Sites - Bamboula
The settlement and cemetery of Bamboula lie within the village of Episkopi on a low hill overlooking the Kouris River valley. Bamboula was excavated in 1937-39 by John Franklin Daniel, who then returned for a final season in 1948. He died suddenly later that year, and the site was published by Saul S. Weinberg and J. L. Benson. They conducted short campaigns in 1951 and 1954.
Daniel’s excavations uncovered a Bronze Age settlement with tombs on the outskirts of the community. Bamboula was thought to be the primary settlement in the area during the Late Bronze Age, and it provides a close sequence of habitation levels from early in the period to end. The settlement was established ca.1600-1500 BC, but the most substantial remains are from the 13th century BC and into the early 12th century BC. Excavations revealed multi-room houses, workshops, and a street. A circuit wall with towers was built in the 14th century BC. Numerous tombs, some unplundered, were excavated, and Bamboula shows clear evidence of contact with Egypt, the Levant, and Mycenaean Greece. Writing is attested by a number of objects inscribed with Cypro-Minoan script.

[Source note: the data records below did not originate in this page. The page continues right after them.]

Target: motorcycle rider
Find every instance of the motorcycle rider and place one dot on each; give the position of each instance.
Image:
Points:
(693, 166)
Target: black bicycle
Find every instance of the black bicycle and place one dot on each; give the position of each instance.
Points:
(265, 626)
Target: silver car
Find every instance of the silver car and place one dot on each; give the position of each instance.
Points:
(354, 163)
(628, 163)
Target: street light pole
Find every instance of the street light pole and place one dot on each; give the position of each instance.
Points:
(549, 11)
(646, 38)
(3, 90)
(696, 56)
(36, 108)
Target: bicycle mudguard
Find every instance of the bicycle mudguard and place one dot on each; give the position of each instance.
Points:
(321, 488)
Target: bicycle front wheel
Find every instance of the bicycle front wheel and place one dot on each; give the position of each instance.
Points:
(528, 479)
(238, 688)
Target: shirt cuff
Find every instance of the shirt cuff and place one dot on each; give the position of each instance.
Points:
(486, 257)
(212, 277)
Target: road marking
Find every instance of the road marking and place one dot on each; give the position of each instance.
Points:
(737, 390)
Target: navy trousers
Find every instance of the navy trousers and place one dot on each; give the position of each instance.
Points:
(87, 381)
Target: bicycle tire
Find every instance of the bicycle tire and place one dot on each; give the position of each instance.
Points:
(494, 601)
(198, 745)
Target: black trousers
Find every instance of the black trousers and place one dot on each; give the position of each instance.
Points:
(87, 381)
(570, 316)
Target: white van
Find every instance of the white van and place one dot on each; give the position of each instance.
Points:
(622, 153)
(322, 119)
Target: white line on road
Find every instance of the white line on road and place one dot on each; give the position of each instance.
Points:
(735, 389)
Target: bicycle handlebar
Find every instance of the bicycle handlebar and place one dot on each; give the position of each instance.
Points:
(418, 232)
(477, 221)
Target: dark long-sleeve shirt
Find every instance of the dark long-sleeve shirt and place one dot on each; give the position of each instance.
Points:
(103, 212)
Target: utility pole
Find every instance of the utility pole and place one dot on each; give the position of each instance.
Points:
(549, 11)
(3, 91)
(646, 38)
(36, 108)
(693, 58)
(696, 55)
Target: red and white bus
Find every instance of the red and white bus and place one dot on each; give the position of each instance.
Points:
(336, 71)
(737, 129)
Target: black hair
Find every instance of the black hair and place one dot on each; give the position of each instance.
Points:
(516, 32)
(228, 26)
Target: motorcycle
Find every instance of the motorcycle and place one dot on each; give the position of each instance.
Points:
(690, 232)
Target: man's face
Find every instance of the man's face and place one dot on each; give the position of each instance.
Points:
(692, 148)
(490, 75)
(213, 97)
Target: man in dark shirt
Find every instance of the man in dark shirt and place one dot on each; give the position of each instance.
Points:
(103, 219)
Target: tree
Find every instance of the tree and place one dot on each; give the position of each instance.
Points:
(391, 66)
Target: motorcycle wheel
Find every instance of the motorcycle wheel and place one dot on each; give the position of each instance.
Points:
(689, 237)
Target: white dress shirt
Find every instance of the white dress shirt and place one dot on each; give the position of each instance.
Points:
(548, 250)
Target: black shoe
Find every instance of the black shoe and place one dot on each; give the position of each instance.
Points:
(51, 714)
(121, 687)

As was the case elsewhere at Kourion, there had been 19th century excavations at Bamboula, including those on behalf of the British Museum. In the course of his excavations in the cemetery, Daniel found fragments that belonged to the well-known “Window Krater,” an imported Mycenaean Pictorial Style vase then in the British Museum. The krater dates to early Late Helladic IIIA1 (1400BC-1350BC) and is now in the Cyprus Museum.
The Penn Museum has more than 600 objects from Bamboula, and most are from the cemetery. The collection includes material from more than 30 tombs, some with multiple burials. Most of the collection is pottery—some of it very fine—but there are numerous small finds, including terracotta lamps, ivory objects, glass beads, spindle whorls, loomweights, stone seals and beads, gold jewelry, and a silver ring. The Museum collection includes some thirty objects, the contents of Tomb 4, which is a much later tomb some 300 meters south of Area E and dates to the first half of the 5th century BC.